What I’ve noted so far is that ACell has the capacity to eliminate hypopigmented spotting in some FUE extraction sites. Those extraction sites that remained hypopigmented might not have responded or we might not have treated them with ACell. Again, it is impossible to know if all the sites are treated with ACell when you are using the powder or the cut up pieces of Acell. This is why I more recently began working with a gel because it is much easier to administer he gel suspension and it is far easier to verify that we have treated all the extraction sites. Acell also may have the ability to induce hair regrowth in some FUE extraction sites. I did not expect this to occur, but we were able to achieve some regeneration. For example, in a patient who had over 2000 grafts extracted, the number of hypopigmented spots were significantly fewer than the number of extractions, many extraction sites exhibited normal skin tone, and there were not as many empty extraction sites as one would expect following over 2000 extractions. In other words healing was better and some evidence of follicle regeneration was exhibited. Not all patients exhibit hypopigmentation with FUE, but those that do generally have hypopigmentation in all the extraction sites. The presence of both hypopigmented extraction sites and normal skin tone extraction sites suggests, but does not confirm, that Acell played a hand in improving the appearance of many extraction sites. Based on my experience in FUE, I also noted far fewer empty extraction sites than I would have expected following extraction of over 2000 grafts. This suggested, but did not confirm, that Acell may play a role in regeneration of hair follicles in extraction sites. I have also noted in other examples that an injection of a PRP and ACell combination can induce improvement in coverage of native hairs affected by androgenic alopecia in the absence of grafting. We also often treat these native areas with microneedeling and add thrombin to help activate the platelets in the PRP in areas of native hair that are not grafted. Again this practice has improved coverage in some, but we do not have statistically significant data to support our findings yet. A study in Korea showed that the PRP treated side resulted in faster graft growth than the untreated side of the grafted recipient area. Though I have not specifically evaluated this Korean finding, I have not seen confirmation of this Korean PRP study in my anecdotal evaluations.

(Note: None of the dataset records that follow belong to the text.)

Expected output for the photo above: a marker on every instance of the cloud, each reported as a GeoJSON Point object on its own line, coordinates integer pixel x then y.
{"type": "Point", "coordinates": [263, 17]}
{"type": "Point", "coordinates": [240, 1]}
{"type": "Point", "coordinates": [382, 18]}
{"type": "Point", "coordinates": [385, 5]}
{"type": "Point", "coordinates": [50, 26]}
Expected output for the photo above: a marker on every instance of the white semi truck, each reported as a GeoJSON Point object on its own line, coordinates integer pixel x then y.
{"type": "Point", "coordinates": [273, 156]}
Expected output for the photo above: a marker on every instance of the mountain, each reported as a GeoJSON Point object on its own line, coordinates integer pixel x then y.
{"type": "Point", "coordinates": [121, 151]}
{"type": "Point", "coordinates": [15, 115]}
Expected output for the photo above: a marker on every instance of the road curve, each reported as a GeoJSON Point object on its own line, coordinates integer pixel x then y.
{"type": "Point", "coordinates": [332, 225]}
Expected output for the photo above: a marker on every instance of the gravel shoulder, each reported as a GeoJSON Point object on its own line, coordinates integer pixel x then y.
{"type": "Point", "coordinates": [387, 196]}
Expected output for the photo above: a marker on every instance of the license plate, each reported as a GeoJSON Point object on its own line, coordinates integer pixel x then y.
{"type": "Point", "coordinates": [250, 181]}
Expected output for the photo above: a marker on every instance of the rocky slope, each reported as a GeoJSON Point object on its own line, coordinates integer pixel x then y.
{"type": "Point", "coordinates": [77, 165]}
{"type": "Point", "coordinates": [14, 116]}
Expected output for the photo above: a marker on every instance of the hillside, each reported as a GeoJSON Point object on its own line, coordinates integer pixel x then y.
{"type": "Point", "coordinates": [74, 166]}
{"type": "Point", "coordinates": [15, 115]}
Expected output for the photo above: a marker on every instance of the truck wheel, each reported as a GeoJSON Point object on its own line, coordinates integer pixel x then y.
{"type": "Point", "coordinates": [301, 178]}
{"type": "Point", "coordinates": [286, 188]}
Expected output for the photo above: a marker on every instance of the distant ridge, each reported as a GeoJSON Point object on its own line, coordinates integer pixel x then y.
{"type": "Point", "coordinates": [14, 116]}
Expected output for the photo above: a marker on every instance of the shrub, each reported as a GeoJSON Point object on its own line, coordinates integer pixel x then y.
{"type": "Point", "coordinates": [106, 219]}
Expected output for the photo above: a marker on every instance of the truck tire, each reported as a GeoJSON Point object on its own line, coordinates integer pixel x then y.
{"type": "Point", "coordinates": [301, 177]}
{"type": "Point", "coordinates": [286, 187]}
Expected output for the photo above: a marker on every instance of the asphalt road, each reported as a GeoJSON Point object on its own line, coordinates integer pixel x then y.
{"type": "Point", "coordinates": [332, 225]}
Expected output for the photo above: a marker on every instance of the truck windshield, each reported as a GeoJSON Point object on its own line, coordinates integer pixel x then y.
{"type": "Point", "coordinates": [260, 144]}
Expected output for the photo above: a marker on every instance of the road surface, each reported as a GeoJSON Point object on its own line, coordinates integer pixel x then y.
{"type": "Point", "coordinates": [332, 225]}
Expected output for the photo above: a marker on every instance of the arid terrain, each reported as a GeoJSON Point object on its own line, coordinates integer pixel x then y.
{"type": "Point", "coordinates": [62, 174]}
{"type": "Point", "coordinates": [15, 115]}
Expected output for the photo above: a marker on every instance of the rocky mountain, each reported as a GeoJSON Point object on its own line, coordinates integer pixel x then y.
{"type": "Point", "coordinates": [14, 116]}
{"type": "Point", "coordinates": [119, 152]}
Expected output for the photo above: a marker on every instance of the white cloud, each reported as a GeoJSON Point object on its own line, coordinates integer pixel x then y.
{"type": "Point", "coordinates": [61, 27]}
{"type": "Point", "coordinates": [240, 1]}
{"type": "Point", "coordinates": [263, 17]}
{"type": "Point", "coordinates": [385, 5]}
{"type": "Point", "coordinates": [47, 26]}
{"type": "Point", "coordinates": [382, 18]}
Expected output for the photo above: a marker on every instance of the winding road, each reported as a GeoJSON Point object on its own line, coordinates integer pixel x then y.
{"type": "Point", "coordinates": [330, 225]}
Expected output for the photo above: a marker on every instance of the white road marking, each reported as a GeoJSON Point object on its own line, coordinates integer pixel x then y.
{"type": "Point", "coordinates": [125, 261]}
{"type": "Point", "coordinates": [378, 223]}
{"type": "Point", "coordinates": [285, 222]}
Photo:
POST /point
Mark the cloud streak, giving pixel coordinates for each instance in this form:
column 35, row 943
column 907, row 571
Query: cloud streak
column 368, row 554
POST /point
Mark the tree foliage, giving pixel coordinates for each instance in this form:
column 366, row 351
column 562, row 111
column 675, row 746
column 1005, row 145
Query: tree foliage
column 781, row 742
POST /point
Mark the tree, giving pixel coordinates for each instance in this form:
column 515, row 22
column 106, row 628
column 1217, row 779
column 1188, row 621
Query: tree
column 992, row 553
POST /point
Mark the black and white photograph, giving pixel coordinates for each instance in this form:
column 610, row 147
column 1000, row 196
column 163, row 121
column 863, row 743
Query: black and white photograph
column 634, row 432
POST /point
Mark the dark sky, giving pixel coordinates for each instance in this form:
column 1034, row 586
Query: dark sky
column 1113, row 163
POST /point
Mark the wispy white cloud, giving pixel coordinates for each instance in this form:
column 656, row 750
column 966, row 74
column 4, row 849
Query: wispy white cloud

As another example I had one patient who underwent a large session of body hair transplantation. He had excellent growth of his beard hair, but his chest hair did not grow well. In a follow up procedure, I treated his donor scars with chest hair, but this time injected the scars with ACell/Saline 1mg/cc and PRP. The chest hairs grew well this time and grew faster than areas treated with PRP alone with chest hair as well as beard hair. Did the Acell, PRP injections promote a better yield of body hair and did they promote faster regrowth of the body hair? This is yet another question that needs to be answered.